Abstract

Erin Tolley’s, Framed: Media and the Coverage of Race in Canadian Politics, is competently written, comprehensively researched, persuasive, fact-laden, and characterized by a sound interpretation of data which supports its theme. Tolley is an assistant professor in the Department of Political Science at the University of Toronto, where she teaches Canadian politics.
The book’s theme revolves around “race differentiation” in Canadian politics, especially how racialization is embedded and articulated in media coverage. To map out racial differentiation in news, the book looks at the reportage of White and visible minority candidates so that patterns of media framing can be compared. Specifically, the volume explores the contextual nature of racialized media coverage by looking at a number of factors that include candidate gender, political party affiliation, and the diversity of the ridings in which politicians run. Similarly, it investigates candidates’ own views on media coverage and race in politics. It sheds light on the work that journalists do, the constraints that they face, and how they think about covering stories touching on diversity. Finally, Framed raises questions of the media’s role in shaping views about race, inclusion, and democratic politics.
Tolley outlines four strong justifications why Framed is useful. First, it’s the first Canadian study that documents visible minority and White candidates’ accounts of their electoral, communication, and image management strategies and assesses how a politician’s race affects self-presentation and media portrayals. Second, the book positions the media as a vital link in the citizen–politics relationship. The media is seen as having three roles in the relationship: as a connector (a primary source of information about politics), a shaper (determining which stories are covered and how), and a mirror (reflecting the events and issues of the day). Third, Tolley’s work contributes new empirical data while providing a basis for theorizing the relationships among race, the media, and politics. Fourth, by including the voices of journalists, the volume helps readers move beyond a “blame the media” frame to identify the multitude of factors that contribute to racialized coverage.
Framed is founded on framing theory where in the present context, political subjects are presented in media coverage through a racialized and gendered lenses, a practice is rarely applied to white male politicians. As such, and drawing on gendered mediation research, Tolley proposes a new framework for understanding the impact of race on political news coverage. She refers to the framework as “racial media,” which posits that politics are covered in ways that reflect dominant cultural norms, long-standing organizational practices, and the assumption of Whiteness as standard. Under the proposed framework, racialized media coverage is seen in two ways: as explicit racial content, and as something latent, visible in the ways race affects the coverage of other subjects. The data corpus for the study is collected using in-depth interviews and content analysis.

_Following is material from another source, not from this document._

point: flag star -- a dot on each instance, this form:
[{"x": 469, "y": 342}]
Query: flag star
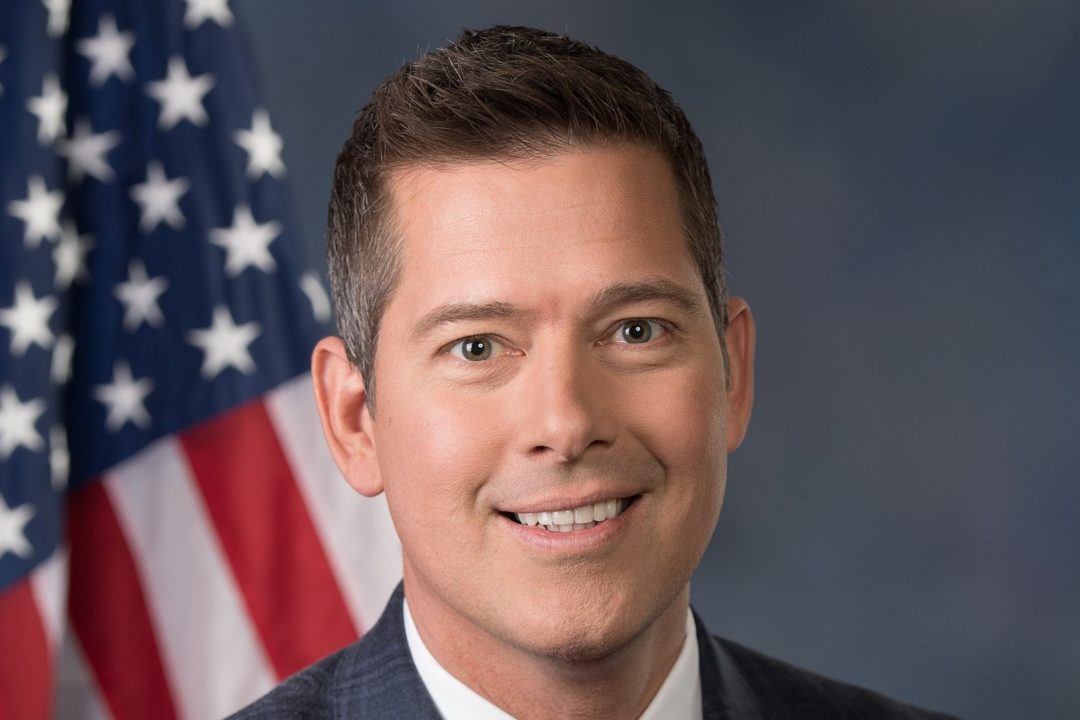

Chapter 1 focuses on “racial mediation,” which is based on the role of media in the selection, construction, production, and consumption of the news. Does race influence the media’s selection, interpretation, and shaping of stories? Chapter 2 answers this question through a systematic comparison of the news coverage of White and visible minority candidates in Canadian politics. Tolley found visible minority candidates’ coverage to be more negative, less prominent, more filtered, and more likely to include a photograph (a subtle way of cuing candidate race). Chapter 3 explores media’s coverage of visible minority women in Canada. In Chapter 4, Tolley examines candidate self-presentation and media portrayals. She argues that race is one factor in the relationship between self-presentation and media portrayal. Chapter 5 examines journalists and the framing of race, based on qualitative interviews with 13 Canadian journalists who narrated about news routines, news judgment, diversity in the media, and the coverage of race in politics.
In concluding, Tolley asks, “What have we learned from the book?” The answer is that race matters—and she notes that this is perhaps the single most important finding of her research. This is because media coverage is racially differentiated, and racialization is unevenly applied, in that it affects visible minorities more than any others. What this means is that racialized media framing sets visible minority candidates apart as different and foreign, portraying them as products of their sociodemographic backgrounds, as individuals who have less to contribute to the policy issues that matter to Canadians and who place a disproportionate focus on the interests of their “own” communities. Her findings here are parallel in important ways to those of Robert Entman and Andrew Rojecki’s The Black Image in the White Mind. Her conclusion that “race matters” mirrors W. E. B. Du Bois’s most quoted phrase about racism—“the problem of the twentieth century is the problem of the color-line,” as captured in The Souls of Black Folk.
Framed is a great contribution to the literature on race at the intersection of media and politics. Its major strength lies in the combination of comprehensive quantitative and qualitative data, an approach that taps into the merits of the two data collection methods, while compensating for their weaknesses. Also, an array of justifications that Tolley has highlighted about the book’s importance explains the relevance of the current topic in political communication. The book’s major weakness, as the author acknowledges, is the lack of data from Canadian voters, which would have made it possible to gauge the effects of exposure to race differentiation coverage.